More companies and individuals are getting engrossed in cryptocurrency trading. However, many people do not understand the technical infrastructure of a blockchain network which can hinder their ability to make the best investing decisions. This article explores blockchain layers and how they work.
What is a Blockchain Layer?
Blockchain is essentially a combination of hardware and software that operates as a decentralized network. However, blockchain typically consists of many different parts that made up the whole network.
The collection of these parts and their classification into discernable entities are known as layers. By understanding different layers of blockchain, developers can investors can get familiar with the inner workings of a blockchain network.

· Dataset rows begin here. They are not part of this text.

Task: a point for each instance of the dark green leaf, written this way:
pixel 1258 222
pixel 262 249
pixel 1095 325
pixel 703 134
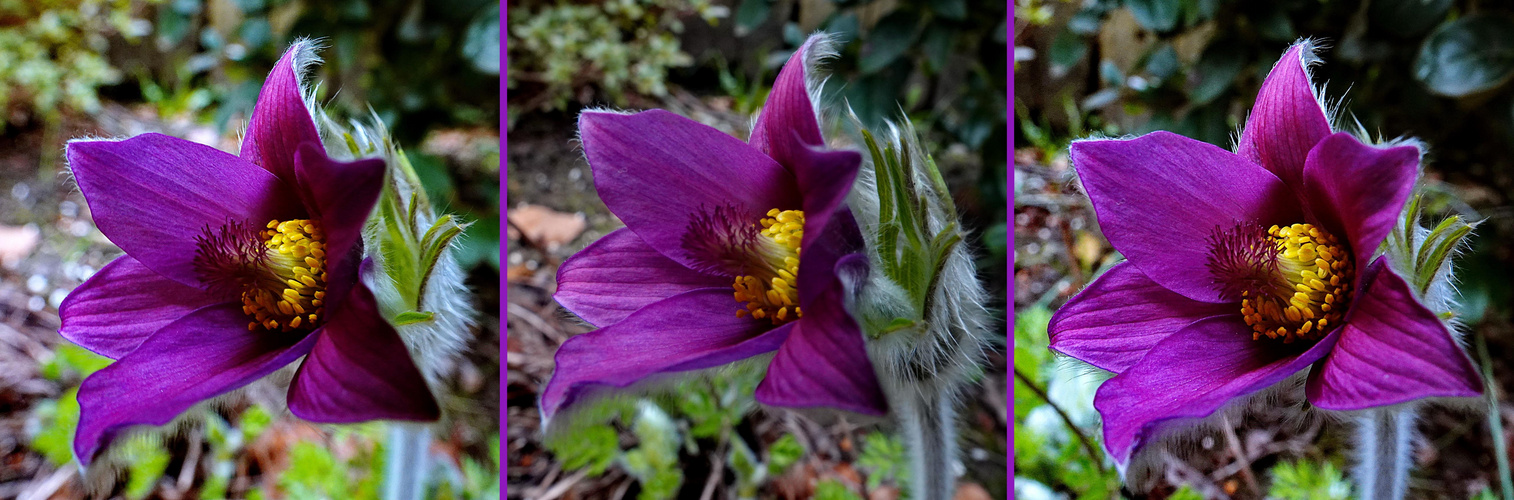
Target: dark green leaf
pixel 256 32
pixel 750 14
pixel 1157 15
pixel 844 26
pixel 937 44
pixel 1467 56
pixel 1407 17
pixel 1275 25
pixel 482 40
pixel 1163 62
pixel 951 9
pixel 1214 71
pixel 1066 49
pixel 1086 21
pixel 889 40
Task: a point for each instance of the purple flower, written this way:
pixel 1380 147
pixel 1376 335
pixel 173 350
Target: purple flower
pixel 1245 268
pixel 704 214
pixel 233 268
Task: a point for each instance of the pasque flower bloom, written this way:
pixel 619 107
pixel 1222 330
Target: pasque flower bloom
pixel 233 267
pixel 1243 268
pixel 730 250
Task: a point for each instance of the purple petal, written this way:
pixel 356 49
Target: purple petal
pixel 657 171
pixel 1160 197
pixel 123 305
pixel 203 355
pixel 618 275
pixel 691 331
pixel 341 194
pixel 280 120
pixel 825 178
pixel 1357 190
pixel 824 362
pixel 1190 375
pixel 1121 315
pixel 1287 118
pixel 155 194
pixel 1390 350
pixel 359 370
pixel 788 121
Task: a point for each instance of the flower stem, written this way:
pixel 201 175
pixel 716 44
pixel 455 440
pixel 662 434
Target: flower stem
pixel 406 462
pixel 1495 420
pixel 928 423
pixel 1386 443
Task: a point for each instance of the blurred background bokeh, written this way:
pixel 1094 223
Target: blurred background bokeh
pixel 1436 70
pixel 193 70
pixel 942 62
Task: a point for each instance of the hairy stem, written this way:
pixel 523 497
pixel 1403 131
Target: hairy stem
pixel 928 423
pixel 406 462
pixel 1386 441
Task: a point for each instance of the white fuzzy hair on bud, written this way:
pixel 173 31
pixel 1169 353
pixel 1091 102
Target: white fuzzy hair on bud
pixel 438 341
pixel 925 365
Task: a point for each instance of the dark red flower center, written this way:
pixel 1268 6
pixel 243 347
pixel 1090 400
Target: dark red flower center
pixel 277 271
pixel 763 256
pixel 1293 282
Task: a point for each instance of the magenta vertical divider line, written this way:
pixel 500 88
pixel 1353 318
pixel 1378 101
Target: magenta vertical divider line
pixel 504 287
pixel 1009 237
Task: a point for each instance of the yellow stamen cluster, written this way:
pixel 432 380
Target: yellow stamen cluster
pixel 292 296
pixel 769 291
pixel 1311 297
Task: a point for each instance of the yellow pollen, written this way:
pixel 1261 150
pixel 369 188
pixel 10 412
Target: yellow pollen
pixel 289 297
pixel 769 293
pixel 1317 273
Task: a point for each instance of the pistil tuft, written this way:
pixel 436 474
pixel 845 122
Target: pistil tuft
pixel 1293 282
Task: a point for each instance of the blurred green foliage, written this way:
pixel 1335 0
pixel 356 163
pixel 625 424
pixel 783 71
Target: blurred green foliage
pixel 937 62
pixel 52 55
pixel 884 458
pixel 1308 481
pixel 420 65
pixel 833 490
pixel 1056 446
pixel 663 426
pixel 566 53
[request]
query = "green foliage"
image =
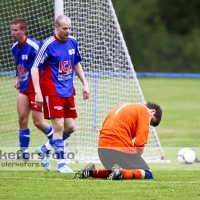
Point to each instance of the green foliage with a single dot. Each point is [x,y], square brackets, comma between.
[161,36]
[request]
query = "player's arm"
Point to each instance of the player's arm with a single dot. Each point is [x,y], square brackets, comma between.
[36,84]
[16,83]
[79,72]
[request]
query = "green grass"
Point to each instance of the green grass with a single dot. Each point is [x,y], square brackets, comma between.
[179,128]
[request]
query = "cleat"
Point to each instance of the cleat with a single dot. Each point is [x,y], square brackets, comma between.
[85,172]
[22,157]
[44,158]
[116,173]
[65,169]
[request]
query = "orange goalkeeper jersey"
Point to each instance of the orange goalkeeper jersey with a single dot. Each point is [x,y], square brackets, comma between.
[125,128]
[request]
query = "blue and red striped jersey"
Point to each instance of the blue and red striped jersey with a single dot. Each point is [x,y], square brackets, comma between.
[57,59]
[24,56]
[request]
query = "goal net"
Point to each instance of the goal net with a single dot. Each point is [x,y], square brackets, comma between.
[106,63]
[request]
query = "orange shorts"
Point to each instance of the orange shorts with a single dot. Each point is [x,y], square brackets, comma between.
[31,97]
[59,107]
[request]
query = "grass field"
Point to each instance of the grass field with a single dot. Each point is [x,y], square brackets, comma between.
[179,128]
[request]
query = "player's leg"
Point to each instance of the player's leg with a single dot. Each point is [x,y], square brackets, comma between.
[57,142]
[23,108]
[106,157]
[38,118]
[69,119]
[131,166]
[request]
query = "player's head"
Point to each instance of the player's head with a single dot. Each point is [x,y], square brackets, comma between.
[156,113]
[18,29]
[63,27]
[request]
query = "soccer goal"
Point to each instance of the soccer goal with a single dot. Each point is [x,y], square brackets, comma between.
[106,62]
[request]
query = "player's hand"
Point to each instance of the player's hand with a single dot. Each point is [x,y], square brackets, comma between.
[16,83]
[86,92]
[38,100]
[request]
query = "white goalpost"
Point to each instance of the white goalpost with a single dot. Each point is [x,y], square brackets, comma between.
[106,63]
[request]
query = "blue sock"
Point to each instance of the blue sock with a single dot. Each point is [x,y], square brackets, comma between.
[148,175]
[65,136]
[58,146]
[24,138]
[49,132]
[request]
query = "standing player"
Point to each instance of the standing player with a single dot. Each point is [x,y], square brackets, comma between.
[59,57]
[119,154]
[24,52]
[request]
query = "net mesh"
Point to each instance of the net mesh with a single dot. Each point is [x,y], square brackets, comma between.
[106,63]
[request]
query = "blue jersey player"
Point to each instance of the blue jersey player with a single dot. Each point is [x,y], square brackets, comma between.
[24,52]
[59,58]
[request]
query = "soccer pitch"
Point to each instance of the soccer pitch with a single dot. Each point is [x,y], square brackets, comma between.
[179,128]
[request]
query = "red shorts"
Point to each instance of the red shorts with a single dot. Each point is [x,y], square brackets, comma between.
[31,97]
[59,107]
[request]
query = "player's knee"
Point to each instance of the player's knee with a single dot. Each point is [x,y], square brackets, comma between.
[23,120]
[70,129]
[148,175]
[38,123]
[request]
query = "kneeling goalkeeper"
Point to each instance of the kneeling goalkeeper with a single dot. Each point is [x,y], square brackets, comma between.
[121,143]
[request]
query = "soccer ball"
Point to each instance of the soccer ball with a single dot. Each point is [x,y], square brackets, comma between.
[186,156]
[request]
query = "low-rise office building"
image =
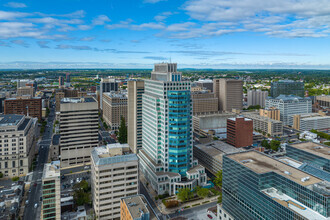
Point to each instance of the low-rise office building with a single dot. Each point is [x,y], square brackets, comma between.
[17,143]
[265,125]
[210,154]
[240,131]
[136,207]
[115,174]
[289,106]
[204,102]
[309,121]
[24,105]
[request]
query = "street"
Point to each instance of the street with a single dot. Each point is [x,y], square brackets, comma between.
[30,212]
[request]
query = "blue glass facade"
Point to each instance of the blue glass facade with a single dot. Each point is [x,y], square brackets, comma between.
[243,198]
[179,131]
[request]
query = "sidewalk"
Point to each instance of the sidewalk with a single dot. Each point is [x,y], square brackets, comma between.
[161,207]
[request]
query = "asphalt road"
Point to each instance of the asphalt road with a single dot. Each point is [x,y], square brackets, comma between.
[34,196]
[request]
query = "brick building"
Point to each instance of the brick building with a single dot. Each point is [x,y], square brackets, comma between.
[240,132]
[24,106]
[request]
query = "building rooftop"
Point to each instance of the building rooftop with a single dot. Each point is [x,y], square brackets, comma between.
[289,98]
[238,118]
[56,139]
[51,170]
[260,163]
[10,120]
[78,100]
[256,116]
[292,204]
[217,149]
[137,205]
[112,153]
[313,148]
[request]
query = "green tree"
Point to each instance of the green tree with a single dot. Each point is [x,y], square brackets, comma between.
[265,144]
[202,192]
[218,179]
[185,194]
[122,134]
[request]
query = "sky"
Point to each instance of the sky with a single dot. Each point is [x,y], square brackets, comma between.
[218,34]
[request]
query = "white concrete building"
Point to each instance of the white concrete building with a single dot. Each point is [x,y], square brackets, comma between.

Basics of Blockchain Layers
Depending on whom you ask the total amount of blockchain layers can range from 5 to 7. However, at its core, some fundamental layers of blockchain are mentioned as under:
Layer 0 is a foundational layer that consists of internet, hardware, and protocol networks among other things. This layer cannot create scalability for a blockchain network but it serves as a foundational layer for adding it. Layer 0 is responsible for cross-chain interoperability and communication between different layers.
Layer 1 is built on Layer 0 or the foundational layer. This layer defines the functionality of a blockchain. These functions may include but are not limited to consensus, dispute settlements, programming syntax, protocols, and limitations.
All changes, edits, and upgrades implemented on layer 0 directly impact the structure of layer 1 therefore it is also called the implementation layer. Layer 1 also grants scalability for the blockchain but it has limited scope. Bitcoin, Ethereum, Binance Smart Chain, and Solana are some examples of Layer 1 blockchains.
Layer 2 is all about upgrading and up-scaling the blockchain network. As participation in a layer 1 blockchain grows the network needs more power and nodes to maintain its decentralization.
Therefore, the layer 2 network is introduced to make sure that layer 1 maintains functional immutability while continuing to expand seamlessly. Despite the addition of the layer 2 solution new blocks are added at the layer 1 level.
Layer 3 can be understood as the user interface for a blockchain network. This layer allows non-technical individuals to make more sense of Layer 1 and Layer 2. Layer 3 may also introduce intra or inter-chain operations like liquidity provisioning, DEXs, staking, and decentralized applications or DApps.
It is also known as the application layer sometimes it is split into a sub-layer called the execution layer. The execution sub-layer can be used to generate new blockchains using cross-chain and improving interoperability. AAVE, Uniswap, and Pancake Swap are some good examples of Layer 3.
Classification of Blockchain Layers
Here are 7 types of blockchain layer classification that are found across the board of the sector with the addition or subtraction of a few types.
The hardware layer is the basic and most important layer of a blockchain network that makes up its foundational components. It could be a server that houses all the data of a blockchain network or nodes. It is also called the infrastructure layer.
The data layer is present in the form of pointers and linked lists. Pointers are variables that are used to locate other variables and link lists are collections of chained blocks containing data.
Sometimes, Merkle Tree is added to the data layer as a branch of hashes containing information that is used to verify and maintain data integrity on the blockchain. Creation, storage, and management of private and public encryption keys are crucial functionality of this layer.
The network layer is a P2P communication enabler. It is also called the propagation layer and performs transactions, discovery, and block propagation. P2P systems can share the workload and operate to accomplish a unique goal.
Nodes are divided into full and light nodes. Light nodes are responsible for transactions and store blockchain header while full nodes are used for mining, validating, verification, delegation, and consensus rule implementation.
The consensus layer is a mandatory component of the blockchain layer. It is used for electing agreed-upon or approved blocks and keeping them chronologically synchronized. Consensus layer blockchain is decentralized and ensure that the governance is distributed among blockchain stakeholders.
The incentive layer decides the amount, form, and criteria for issuing rewards for node operators, stakers, miners, and network validators. At the same time, it also ascertains the minimum gas levied per transaction.
The contract layer decides what and how the information available on a blockchain network is going to be accessible to its users. There are four basic types of contract layers namely service, data, message, and policy/ binding.
Application and Presentation Layers
The application layer is made up of APIs, scripts, UIs, frameworks, smart contracts, decentralized applications, and other programmed features. It is subdivided into an execution layer that can hold chain code, smart contracts, and other underlying operational rules.
When it comes to the composition of a blockchain network there are no defined rules. Blockchain layer taxonomy depends on the features, scope, and functionality of a given network.
By learning about the inner workings and technical architecture of a blockchain project investors can improve their trading strategies and understand how the market variables may impact its native currencies.